When I look in the exim_mainlog, all messages to the domains in question wind up frozen after getting this error:

smtp transport process returned non-zero status 0x000e: terminated by signal 14

After talking with an admin at the one domain, I found that their first MX wasn't talking to me (no pings, no answer on telnet port 25)... but their second one was... I was dumbfounded why my server didn't re-try the message on the second MX if the first one failed, but I shrugged it off as a weird problem on their end. I faked out my /etc/hosts file to think their second MX was their first, and mail started flowing again.

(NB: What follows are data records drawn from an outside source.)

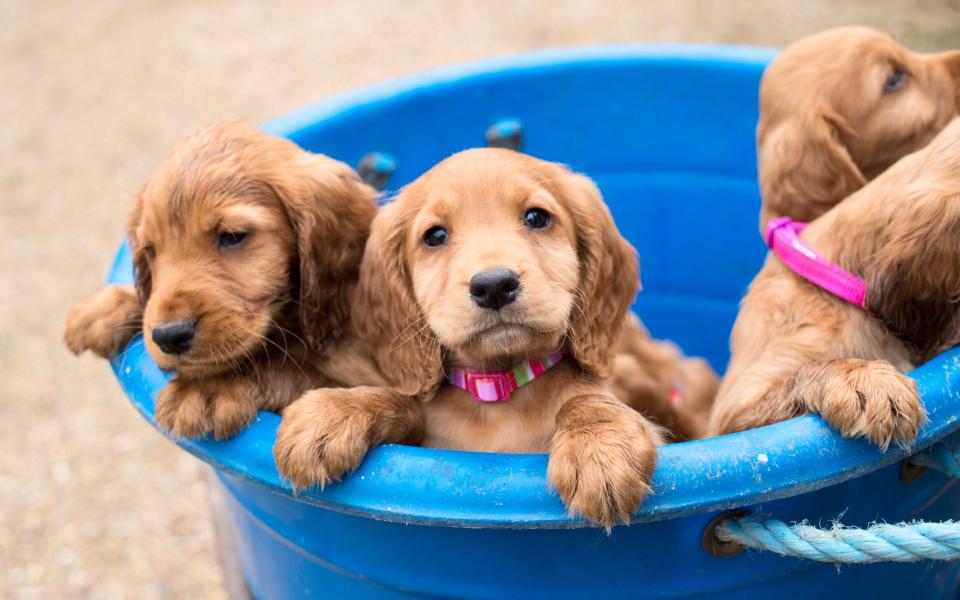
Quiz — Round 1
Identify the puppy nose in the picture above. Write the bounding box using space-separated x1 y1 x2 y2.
150 321 197 354
470 269 520 310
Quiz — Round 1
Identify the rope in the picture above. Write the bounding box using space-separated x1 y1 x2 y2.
716 516 960 563
715 444 960 563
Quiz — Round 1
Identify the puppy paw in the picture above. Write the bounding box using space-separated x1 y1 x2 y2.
156 377 258 440
547 396 658 533
273 388 375 490
63 286 141 358
805 359 927 450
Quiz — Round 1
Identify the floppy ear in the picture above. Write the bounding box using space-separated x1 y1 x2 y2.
127 189 153 306
274 152 377 352
352 200 443 396
757 108 867 232
866 197 960 364
555 171 640 377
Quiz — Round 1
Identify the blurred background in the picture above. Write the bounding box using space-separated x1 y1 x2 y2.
0 0 960 598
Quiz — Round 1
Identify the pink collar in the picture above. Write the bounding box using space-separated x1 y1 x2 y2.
447 352 563 402
767 217 867 308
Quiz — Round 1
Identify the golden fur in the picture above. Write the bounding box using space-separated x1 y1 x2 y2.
65 123 383 438
608 313 720 442
275 149 659 527
709 120 960 447
757 27 960 230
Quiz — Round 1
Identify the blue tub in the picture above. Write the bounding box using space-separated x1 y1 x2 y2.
110 46 960 599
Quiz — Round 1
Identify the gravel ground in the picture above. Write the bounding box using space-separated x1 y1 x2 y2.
0 0 960 598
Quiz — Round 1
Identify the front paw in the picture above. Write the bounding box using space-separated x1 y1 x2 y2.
807 359 927 450
273 388 375 490
156 377 257 440
63 286 141 358
547 396 658 532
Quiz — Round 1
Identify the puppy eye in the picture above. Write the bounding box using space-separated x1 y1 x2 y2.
883 67 910 94
523 208 550 229
423 227 450 248
217 231 247 249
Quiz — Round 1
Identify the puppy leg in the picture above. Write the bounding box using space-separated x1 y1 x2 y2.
680 358 720 440
547 394 660 532
63 285 143 358
780 358 927 449
608 354 700 441
156 376 262 440
273 387 424 489
710 358 927 448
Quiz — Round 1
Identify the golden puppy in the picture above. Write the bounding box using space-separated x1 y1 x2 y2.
757 27 960 231
66 123 382 438
275 149 660 528
709 120 960 447
608 313 720 442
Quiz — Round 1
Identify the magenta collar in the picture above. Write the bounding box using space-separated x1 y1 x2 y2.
447 352 563 402
767 217 867 308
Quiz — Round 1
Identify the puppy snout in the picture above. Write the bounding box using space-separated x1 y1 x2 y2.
150 321 197 354
470 269 520 310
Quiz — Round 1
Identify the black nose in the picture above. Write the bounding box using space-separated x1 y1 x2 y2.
150 321 197 354
470 269 520 310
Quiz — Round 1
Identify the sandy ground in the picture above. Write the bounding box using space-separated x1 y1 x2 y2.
0 0 960 598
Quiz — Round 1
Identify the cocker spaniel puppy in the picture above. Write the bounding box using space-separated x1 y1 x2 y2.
275 149 660 528
608 312 720 442
65 123 383 438
708 120 960 447
757 27 960 230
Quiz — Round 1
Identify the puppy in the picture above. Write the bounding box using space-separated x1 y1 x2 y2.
757 27 960 231
608 313 720 442
65 123 383 438
275 149 660 528
708 120 960 448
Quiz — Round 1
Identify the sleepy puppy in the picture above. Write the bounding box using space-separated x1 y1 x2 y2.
757 27 960 231
65 123 381 438
275 149 660 528
709 120 960 447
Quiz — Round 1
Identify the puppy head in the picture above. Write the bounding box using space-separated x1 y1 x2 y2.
757 27 960 226
354 149 639 393
837 119 960 364
129 123 376 376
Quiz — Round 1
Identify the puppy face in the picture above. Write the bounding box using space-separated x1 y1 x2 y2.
405 160 580 365
825 31 960 179
355 149 639 393
757 27 960 227
129 124 375 376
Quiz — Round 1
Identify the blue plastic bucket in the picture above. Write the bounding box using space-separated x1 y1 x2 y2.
110 46 960 599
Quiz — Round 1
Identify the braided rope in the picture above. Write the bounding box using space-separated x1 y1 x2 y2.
717 516 960 563
716 444 960 563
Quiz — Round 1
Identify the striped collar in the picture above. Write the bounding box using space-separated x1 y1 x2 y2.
447 352 564 402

Then I get the same error from another client trying to send to another domain, and I'm starting to think there's a problem here. It's too much to think that two different domains would have the same issue. I wondered if some new "improvement" in spam filtering was causing my email server to be ignored.

In both cases, the recipient domain's primary MX does not appear to be answering, which isn't my fault, I guess, but why isn't my server trying the second one? Isn't that the whole point of having more than one MX?

Any ideas? I ran /scripts/eximup --force and that didn't fix it.
carlaron
More info on this... it appears to be getting more common, especially among college domains.

Email admins are purposefully advertising fake dead-end MXes as the primary MX! They think this will trick spammers.

Then they blame me because my mail server (the lastest version of Exim there is) is not passing over the fake MX and moving to the second.

In all my tests, this is what I'm finding... if I telnet on port 25 to the fake MX, I get "stuck"... it doesn't offer a prompt.. but it doesn't reject me... it holds on for about 5 minutes... which is about how long my exim seems to try before finally failing with the non-zero status signal 14 error...

So I'm thinking that exim is not moving along to the second MX because it doesn't see the first one as dead, but as slow... then it totally fails, rather than moving on.

Any way to tell exim to give up sooner and move on?

And are these email admins who are doing this accomplishing anything but breaking normal email delivery? Do they really thing spammers will not see through this in two seconds?